Rate Limiting Strategies

RateThrottle implements five proven rate limiting algorithms, each suited for different use cases.

Overview

Rate limiting strategies determine how requests are counted and when limits reset. The choice of strategy affects:

How bursts are handled
How smoothly limits are enforced
Memory and computational overhead
Behavior at window boundaries

Available Strategies

Strategy	Best For	Allows Bursts	Complexity
Token Bucket	APIs with variable load	Yes (configurable)	Medium
Leaky Bucket	Constant-rate processing	No	Medium
Fixed Window	Simple high-volume APIs	Yes (at boundaries)	Low
Sliding Window Counter	Accurate rate limiting	Minimal	Low
Sliding Window	Smooth enforcement	Partially	High

Token Bucket Strategy

How It Works

Imagine a bucket that holds tokens. Tokens are added at a constant rate, and each request consumes one token. If no tokens are available, the request is blocked.

rule = RateThrottleRule(
    name="api_burst",
    limit=100,        # Refill rate: 100 tokens per window
    window=60,        # Window: 60 seconds (= ~1.67 tokens/sec)
    strategy="token_bucket",
    burst=150         # Bucket capacity: 150 tokens
)

Key Characteristics:

Tokens refill at rate: limit / window per second
Maximum tokens: burst (defaults to limit)
Allows traffic bursts up to burst capacity
Smooth long-term rate limiting

Example Behavior

Given: limit=100, window=60, burst=150

Time    | Tokens | Request | Result
--------|--------|---------|--------
0s      | 150    | 50      | ✓ (100 remaining)
1s      | 101.67 | 50      | ✓ (51.67 remaining)
2s      | 53.34  | 60      | ✗ Blocked (need 60, have 53.34)
30s     | 103.34 | 100     | ✓ (3.34 remaining)
60s     | 53.34  | 50      | ✓ (3.34 remaining)

Best For

APIs that allow occasional bursts
Services with varying load patterns
User-facing APIs where responsiveness matters
Scenarios where some burst is acceptable

Implementation

from ratethrottle import RateThrottleCore, RateThrottleRule

limiter = RateThrottleCore()

# Standard configuration
rule = RateThrottleRule(
    name="api_standard",
    limit=100,
    window=60,
    strategy="token_bucket",
    burst=120  # 20% burst capacity
)
limiter.add_rule(rule)

# Strict configuration (no burst)
strict_rule = RateThrottleRule(
    name="api_strict",
    limit=100,
    window=60,
    strategy="token_bucket",
    burst=100  # Same as limit = no burst
)

Leaky Bucket Strategy

How It Works

Imagine a bucket with a hole at the bottom that leaks at a constant rate. Requests fill the bucket. If the bucket overflows, requests are rejected.

rule = RateThrottleRule(
    name="api_steady",
    limit=100,        # Leak rate: 100 requests per window
    window=60,        # Window: 60 seconds
    strategy="leaky_bucket"
)

Key Characteristics:

Processes requests at constant rate: limit / window per second
Queue capacity: limit requests
Enforces steady, predictable rate
No bursts allowed

Example Behavior

Given: limit=100, window=60 (leak rate = 1.67/sec)

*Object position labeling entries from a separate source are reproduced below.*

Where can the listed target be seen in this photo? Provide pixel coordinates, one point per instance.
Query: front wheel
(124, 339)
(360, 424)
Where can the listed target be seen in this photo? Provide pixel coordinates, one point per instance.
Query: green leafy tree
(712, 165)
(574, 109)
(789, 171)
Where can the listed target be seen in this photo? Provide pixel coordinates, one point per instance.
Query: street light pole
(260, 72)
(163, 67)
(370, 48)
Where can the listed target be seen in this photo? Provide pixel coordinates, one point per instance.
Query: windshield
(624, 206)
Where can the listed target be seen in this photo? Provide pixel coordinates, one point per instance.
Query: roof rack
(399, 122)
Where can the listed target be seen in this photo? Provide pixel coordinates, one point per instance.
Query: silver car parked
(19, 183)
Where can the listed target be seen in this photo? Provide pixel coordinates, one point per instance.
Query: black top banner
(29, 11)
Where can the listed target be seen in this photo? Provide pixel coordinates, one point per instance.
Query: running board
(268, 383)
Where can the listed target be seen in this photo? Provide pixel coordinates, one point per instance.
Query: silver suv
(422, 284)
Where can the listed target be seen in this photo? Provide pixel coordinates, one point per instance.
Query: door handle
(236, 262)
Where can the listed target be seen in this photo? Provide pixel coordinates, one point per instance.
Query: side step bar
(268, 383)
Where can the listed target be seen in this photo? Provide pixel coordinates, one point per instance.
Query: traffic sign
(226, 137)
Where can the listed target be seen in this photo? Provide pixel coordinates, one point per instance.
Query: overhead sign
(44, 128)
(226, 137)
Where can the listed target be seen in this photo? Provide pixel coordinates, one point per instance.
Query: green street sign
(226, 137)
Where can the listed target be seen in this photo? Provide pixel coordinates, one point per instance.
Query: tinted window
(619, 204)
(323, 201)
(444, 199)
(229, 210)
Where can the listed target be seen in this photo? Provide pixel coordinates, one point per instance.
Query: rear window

Time    | Queue  | Request | Result
--------|--------|---------|--------
0s      | 0      | 10      | ✓ (queue: 10)
1s      | 8.33   | 10      | ✓ (queue: 18.33)
5s      | 10     | 95      | ✗ Blocked (overflow)
10s     | 0      | 50      | ✓ (queue: 50)
60s     | 0      | 10      | ✓ (queue: 10)

Best For

Background processing systems
Message queues and workers
Rate-sensitive third-party API calls
Ensuring predictable backend load

Implementation

# Constant-rate API calls
api_rule = RateThrottleRule(
    name="external_api",
    limit=60,          # 60 requests
    window=60,         # per minute = 1 req/sec
    strategy="leaky_bucket"
)

# Database operations
db_rule = RateThrottleRule(
    name="database",
    limit=1000,        # 1000 operations
    window=60,         # per minute
    strategy="leaky_bucket"
)

Fixed Window Strategy

How It Works

Counts requests in fixed time windows. When a window ends, the counter resets to zero.

rule = RateThrottleRule(
    name="api_simple",
    limit=100,
    window=60,
    strategy="fixed_window"
)

Key Characteristics:

Simple counter per time window
Resets at window boundaries
Fast and memory-efficient
Subject to boundary condition issues

Example Behavior

Given: limit=100, window=60

Time      | Window      | Count | Request | Result
----------|-------------|-------|---------|--------
00:00  | 00:00-00:59 | 0     | 60      | ✓ (60/100)
00:30  | 00:00-00:59 | 60    | 40      | ✓ (100/100)
00:45  | 00:00-00:59 | 100   | 10      | ✗ Blocked
01:00  | 00:01-01:59 | 0     | 60      | ✓ (60/100) - Reset!
01:01  | 00:01-01:59 | 60    | 60      | ✓ (120/100)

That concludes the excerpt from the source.